Set your new value in your slicer.
- In Prusa Slicer, this must be managed in the filament settings. The setting in the “auto speed” section only applies in specific circumstances in PS.
- In SuperSlicer, you should set the volumetric limit in your print profile to a lower “default” value.
  - ABS typically achieves high flow rates. Other materials may cap out at a lower flow rate.
  - Then, in the filament profiles, put the higher per-filament value.
    - Example ABS profile:
    - Example speed ABS profile with elevated temperatures:
- Cura has not yet added this feature. You will have to manually determine your max print speeds for each line width / layer height using the formulas above. You may need different profiles for different materials/temps (or just use a moderate default).
  - If you use variable layer heights, you have to limit the entire print to the volumetric speed of your largest layer height.

Flow Dropoff

Stephan from CNC Kitchen did some flow rate testing. He has a great article and video here.

I don’t want to steal his work, so here’s an artist’s rendition:

(you should really just visit the link)

The main takeaway from this is that there is that the closer you get to the limits of your hotend (extruder skipping), the more and more you will underextrude.

Many people will actually set a higher volumetric flow rate limit, a bit past the point where this dropoff starts.

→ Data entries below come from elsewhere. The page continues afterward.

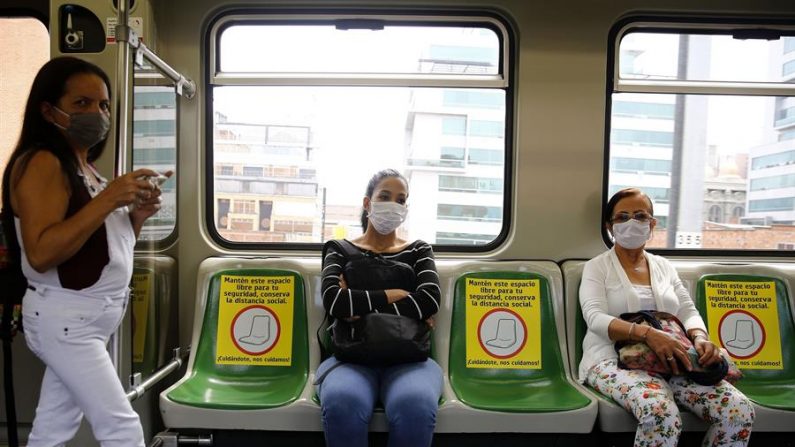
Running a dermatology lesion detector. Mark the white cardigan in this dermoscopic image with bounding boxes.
[579,248,706,382]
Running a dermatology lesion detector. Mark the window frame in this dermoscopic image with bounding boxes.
[133,67,182,248]
[599,15,795,258]
[204,8,517,253]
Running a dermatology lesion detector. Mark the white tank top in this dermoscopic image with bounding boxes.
[632,284,657,310]
[14,171,135,297]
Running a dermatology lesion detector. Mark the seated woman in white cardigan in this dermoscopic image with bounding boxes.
[579,188,754,446]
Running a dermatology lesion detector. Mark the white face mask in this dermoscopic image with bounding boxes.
[367,201,409,234]
[613,219,651,250]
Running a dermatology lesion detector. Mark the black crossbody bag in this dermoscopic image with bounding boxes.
[323,239,431,366]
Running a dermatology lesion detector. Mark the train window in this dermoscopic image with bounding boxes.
[0,17,50,179]
[605,23,795,250]
[207,15,511,249]
[132,65,177,242]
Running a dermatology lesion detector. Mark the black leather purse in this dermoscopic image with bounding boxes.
[323,240,431,366]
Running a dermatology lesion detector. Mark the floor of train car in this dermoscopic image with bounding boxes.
[0,431,795,447]
[155,431,795,447]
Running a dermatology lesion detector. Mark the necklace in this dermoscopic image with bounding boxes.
[80,166,99,193]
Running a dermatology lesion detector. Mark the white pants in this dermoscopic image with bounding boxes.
[22,285,144,447]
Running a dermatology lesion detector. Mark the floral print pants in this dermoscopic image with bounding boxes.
[586,359,754,447]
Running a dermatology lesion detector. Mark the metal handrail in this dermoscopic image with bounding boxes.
[127,348,189,402]
[116,22,196,99]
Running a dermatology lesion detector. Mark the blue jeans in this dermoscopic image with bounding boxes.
[317,357,442,447]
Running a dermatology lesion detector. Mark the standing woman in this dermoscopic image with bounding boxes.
[580,188,754,447]
[3,57,168,447]
[317,169,442,447]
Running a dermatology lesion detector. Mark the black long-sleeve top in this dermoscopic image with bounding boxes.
[321,240,442,320]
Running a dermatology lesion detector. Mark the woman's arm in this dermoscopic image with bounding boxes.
[392,242,442,320]
[321,244,389,318]
[12,150,157,272]
[11,150,158,272]
[580,258,629,340]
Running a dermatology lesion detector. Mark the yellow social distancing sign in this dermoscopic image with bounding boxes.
[705,280,784,369]
[465,278,542,369]
[132,272,153,363]
[215,275,295,366]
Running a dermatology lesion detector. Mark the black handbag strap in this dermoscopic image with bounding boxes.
[315,239,364,362]
[323,239,364,262]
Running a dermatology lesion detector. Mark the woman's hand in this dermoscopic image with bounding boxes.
[693,336,721,366]
[646,328,693,375]
[384,289,409,304]
[130,182,163,223]
[126,169,174,236]
[97,169,157,209]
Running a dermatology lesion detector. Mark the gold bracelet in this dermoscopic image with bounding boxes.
[693,331,709,342]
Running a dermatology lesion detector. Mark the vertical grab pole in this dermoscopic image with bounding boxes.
[109,0,132,382]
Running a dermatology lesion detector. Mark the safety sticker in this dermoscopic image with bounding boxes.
[216,275,295,366]
[705,280,784,369]
[466,278,541,369]
[105,17,144,44]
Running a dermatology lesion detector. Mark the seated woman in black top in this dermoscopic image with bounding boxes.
[317,169,442,447]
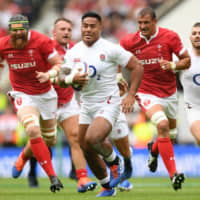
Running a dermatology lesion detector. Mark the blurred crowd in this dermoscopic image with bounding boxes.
[56,0,167,42]
[0,0,168,147]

For example, it doesn’t really matter if you underextrude a few percent in infill. You can push infill speeds and just let them be capped by your volumetric flow limit (assuming your infill line widths are thick enough to compensate).
It’s up to you where your comfort zone is. Using the test above:
- Stopping at 100mm: guarantees that you will never underextrude due to speeds.
- Stopping before skipping starts: you can use this number and push speeds for things like infill, BUT you will need to be more vigilant about what speeds you are printing other features (such as perimeters) to prevent underextrusion and line gaps.
- The numbers in the “approximate values” section are somewhere in the middle of the two extremes.